As reported in the Times yesterday, the 238 solar industry firms surveyed, representing around 10% of the overall industry, said they collectively employed 3,665 people now compared to 5,362 a year ago, a fall of 32 per cent. 4 in 10 firms are being forced to either exit the solar market entirely or diversify into other markets to keep their heads above water.
Extrapolating the survey findings across the UK solar industry, the figure for job losses over the past year could exceed 12,500 - around one third of previous total employment in the solar industry, the Solar Trade Association found.
Solar deployment this year is expected to fall from an average of 1GW of past 5 years, to less than 300MW this year, a 75% drop.
The Solar Trade Association has long been concerned by the lack of an industrial strategy for the UK solar industry despite solar increasingly dominating global energy investments. The UK Government is today allocating only 1% of new renewable energy project expenditure to solar power under the Feed-in Tariff. The new Department of Business, Energy and Industrial Strategy therefore represents a very welcome opportunity to take a strategic approach to a winning and relatively cheap technology;
Leonie Greene, Head of External Affairs at the Solar Trade Association said: "The survey shows very regrettable damage to the fabric of the British solar industry and the need for prompt Government action. Shockingly, since we undertook the survey, business investors in solar are set to be hit with a 6-8 fold rise in business rates.
"We urge new Ministers, rather than increase the tax burden of going solar, please reward investment with sensible solar tax breaks consistent with action on climate change. International experience of tax breaks is solid, and the industry is clearly behind this.
"There are many good economic reasons to back the British solar including minimising the cost of decarbonising our power supply to retain competitiveness, while creating exceptionally large numbers of jobs. Our economy faces a major challenge post Brexit; if we want to prosper in future we must strengthen the UK stake in booming global markets – they don't come bigger than solar."
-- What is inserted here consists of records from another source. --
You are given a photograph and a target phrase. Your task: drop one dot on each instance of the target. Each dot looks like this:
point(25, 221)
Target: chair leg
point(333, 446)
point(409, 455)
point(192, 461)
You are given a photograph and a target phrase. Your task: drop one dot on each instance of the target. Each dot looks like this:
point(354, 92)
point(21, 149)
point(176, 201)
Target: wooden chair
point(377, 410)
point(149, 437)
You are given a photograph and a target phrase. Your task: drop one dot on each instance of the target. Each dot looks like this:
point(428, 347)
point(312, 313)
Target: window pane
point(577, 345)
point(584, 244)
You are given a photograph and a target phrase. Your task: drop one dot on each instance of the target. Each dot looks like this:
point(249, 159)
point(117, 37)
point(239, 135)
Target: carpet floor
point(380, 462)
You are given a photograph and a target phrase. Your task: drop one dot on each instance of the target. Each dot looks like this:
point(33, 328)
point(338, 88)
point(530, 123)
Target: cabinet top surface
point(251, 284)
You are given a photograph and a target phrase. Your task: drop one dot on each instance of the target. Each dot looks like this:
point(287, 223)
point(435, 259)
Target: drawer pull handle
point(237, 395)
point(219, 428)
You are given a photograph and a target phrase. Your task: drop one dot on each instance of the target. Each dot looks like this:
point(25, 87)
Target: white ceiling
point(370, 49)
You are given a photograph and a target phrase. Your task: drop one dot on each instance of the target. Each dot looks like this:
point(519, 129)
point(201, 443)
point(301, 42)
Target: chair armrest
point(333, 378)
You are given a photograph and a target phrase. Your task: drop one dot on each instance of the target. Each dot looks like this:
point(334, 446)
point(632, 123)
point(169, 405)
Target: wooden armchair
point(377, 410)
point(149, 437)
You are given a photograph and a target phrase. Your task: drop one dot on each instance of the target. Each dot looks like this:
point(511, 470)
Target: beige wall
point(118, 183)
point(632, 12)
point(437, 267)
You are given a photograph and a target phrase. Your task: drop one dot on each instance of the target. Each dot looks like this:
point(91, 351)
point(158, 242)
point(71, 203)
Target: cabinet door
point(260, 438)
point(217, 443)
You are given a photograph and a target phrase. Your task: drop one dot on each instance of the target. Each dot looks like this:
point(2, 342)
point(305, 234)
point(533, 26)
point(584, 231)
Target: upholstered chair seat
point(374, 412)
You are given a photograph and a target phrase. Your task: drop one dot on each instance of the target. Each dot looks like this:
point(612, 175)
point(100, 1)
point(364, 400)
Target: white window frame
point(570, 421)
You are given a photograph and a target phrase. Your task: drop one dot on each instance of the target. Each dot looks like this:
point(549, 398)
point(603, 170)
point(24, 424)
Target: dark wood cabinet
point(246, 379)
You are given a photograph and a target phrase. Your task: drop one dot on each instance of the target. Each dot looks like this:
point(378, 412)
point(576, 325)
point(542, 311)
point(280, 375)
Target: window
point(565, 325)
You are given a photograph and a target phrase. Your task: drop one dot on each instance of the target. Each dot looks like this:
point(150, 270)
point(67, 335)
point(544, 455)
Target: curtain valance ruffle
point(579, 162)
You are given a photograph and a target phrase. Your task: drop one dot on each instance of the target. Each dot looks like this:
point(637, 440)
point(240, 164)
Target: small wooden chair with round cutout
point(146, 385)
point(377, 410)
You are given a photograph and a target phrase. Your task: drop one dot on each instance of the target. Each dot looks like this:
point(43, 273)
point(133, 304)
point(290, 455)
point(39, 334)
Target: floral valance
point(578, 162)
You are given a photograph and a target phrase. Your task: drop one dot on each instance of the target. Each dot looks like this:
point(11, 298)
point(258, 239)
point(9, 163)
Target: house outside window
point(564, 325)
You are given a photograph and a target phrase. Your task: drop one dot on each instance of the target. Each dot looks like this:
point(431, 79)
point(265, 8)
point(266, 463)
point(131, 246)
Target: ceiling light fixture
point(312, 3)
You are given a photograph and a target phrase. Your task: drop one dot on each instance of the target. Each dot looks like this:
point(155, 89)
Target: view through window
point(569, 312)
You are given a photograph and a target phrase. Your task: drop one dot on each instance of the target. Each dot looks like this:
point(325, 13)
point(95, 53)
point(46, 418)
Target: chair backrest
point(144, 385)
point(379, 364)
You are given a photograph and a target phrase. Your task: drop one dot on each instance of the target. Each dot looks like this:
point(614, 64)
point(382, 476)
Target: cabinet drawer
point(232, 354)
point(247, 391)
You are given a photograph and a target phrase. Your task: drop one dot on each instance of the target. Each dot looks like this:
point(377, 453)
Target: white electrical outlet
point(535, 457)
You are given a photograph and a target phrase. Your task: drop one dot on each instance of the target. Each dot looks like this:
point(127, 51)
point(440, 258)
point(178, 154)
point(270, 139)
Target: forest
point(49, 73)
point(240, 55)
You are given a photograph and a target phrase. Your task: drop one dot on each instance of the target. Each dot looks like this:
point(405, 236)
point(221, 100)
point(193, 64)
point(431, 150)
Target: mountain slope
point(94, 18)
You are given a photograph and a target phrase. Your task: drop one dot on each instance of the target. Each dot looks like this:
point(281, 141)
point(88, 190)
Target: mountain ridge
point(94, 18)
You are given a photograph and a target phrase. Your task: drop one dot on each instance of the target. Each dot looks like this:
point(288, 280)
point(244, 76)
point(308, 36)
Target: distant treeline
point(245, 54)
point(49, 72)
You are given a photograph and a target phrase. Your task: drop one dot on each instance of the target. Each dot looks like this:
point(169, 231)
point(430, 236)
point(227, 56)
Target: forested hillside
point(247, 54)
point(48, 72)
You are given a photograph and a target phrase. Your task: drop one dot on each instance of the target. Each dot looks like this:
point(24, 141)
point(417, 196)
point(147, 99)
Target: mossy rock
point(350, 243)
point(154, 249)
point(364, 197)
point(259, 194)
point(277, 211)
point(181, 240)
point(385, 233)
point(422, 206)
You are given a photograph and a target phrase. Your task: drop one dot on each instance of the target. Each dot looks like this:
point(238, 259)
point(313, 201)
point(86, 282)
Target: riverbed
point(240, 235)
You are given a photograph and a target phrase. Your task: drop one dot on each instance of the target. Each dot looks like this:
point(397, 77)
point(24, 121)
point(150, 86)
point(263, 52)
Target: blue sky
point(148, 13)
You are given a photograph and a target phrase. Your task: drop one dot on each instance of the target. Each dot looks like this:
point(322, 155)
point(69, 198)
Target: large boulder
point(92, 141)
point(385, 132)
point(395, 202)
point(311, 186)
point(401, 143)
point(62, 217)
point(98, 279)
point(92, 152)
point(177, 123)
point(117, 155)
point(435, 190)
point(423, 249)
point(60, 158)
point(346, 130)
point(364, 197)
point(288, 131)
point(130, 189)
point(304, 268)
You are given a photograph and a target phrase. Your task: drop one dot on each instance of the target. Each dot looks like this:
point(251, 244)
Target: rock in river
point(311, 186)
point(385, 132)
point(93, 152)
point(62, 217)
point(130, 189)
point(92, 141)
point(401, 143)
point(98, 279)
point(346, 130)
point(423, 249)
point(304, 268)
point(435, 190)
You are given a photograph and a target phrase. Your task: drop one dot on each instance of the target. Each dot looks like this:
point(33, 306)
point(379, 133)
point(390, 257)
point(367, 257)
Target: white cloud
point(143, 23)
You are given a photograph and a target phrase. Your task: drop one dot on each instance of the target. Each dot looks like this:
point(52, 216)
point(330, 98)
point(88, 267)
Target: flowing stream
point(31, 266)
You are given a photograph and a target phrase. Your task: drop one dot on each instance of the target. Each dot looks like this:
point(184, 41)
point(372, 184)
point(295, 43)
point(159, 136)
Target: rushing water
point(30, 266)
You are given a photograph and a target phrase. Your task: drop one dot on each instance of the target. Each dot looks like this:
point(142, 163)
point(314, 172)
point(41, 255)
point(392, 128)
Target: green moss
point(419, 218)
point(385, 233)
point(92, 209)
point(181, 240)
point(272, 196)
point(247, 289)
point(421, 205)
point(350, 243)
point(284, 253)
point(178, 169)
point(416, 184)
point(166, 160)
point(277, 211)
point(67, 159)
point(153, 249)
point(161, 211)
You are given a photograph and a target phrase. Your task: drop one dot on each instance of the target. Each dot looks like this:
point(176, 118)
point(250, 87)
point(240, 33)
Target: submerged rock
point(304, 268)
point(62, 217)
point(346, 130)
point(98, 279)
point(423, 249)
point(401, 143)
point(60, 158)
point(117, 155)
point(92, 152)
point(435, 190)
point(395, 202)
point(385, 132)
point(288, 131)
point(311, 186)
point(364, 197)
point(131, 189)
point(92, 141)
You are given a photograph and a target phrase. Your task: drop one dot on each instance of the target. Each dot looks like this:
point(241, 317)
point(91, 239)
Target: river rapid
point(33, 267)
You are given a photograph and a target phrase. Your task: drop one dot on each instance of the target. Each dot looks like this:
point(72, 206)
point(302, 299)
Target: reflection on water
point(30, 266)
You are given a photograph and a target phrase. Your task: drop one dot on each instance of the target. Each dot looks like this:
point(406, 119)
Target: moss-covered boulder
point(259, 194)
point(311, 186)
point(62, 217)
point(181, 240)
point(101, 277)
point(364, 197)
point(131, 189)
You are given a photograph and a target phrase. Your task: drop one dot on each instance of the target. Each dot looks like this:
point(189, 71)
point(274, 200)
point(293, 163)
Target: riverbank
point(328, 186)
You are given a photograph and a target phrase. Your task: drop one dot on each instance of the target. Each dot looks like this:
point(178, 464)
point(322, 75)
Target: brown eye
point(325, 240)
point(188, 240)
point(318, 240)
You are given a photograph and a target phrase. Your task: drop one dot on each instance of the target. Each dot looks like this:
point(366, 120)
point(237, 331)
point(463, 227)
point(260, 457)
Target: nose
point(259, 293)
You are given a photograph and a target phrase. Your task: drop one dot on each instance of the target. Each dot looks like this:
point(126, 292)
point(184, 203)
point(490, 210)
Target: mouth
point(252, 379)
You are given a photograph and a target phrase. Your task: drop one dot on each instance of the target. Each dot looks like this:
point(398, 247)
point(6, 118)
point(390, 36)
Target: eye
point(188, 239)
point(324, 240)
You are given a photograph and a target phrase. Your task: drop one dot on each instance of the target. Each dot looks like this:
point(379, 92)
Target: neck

John Dashwood, PwC Head of Renewables, Assurance said: "These survey results show there will be a structural shift in the market and solar players need to consider alternative products, services and markets. Our report highlights the kind of innovation that can secure a positive future for solar energy in the UK.
"The solar industry undoubtedly faces some serious challenges, but it has already proved resilient and adaptable."
Nearly half of the respondents see new build as a key sub market this year. Moves by the Scottish Government to improve new build standards are creating opportunities and it appears that the new London Mayor will also move to support solar deployment across the capital. One in eight respondents are also looking to take their skills overseas to secure business opportunities, with Africa and North America the key markets they are looking to expand into.
The solar industry has had a tumultuous year. Deployment in domestic solar has dropped 80% for domestic solar under the Feed-in Tariff compared to this time last year. Commercial solar roofs deployment under FITs is capped at just 15MW per quarter and there is uncertainty about the extent to which Corporate Social Responsibility concerns will sustain investment in the short term. The Renewables Obligation was in effect closed to solar in July 2015. No future auction rounds under Contracts-for-Difference for Solar are anticipated.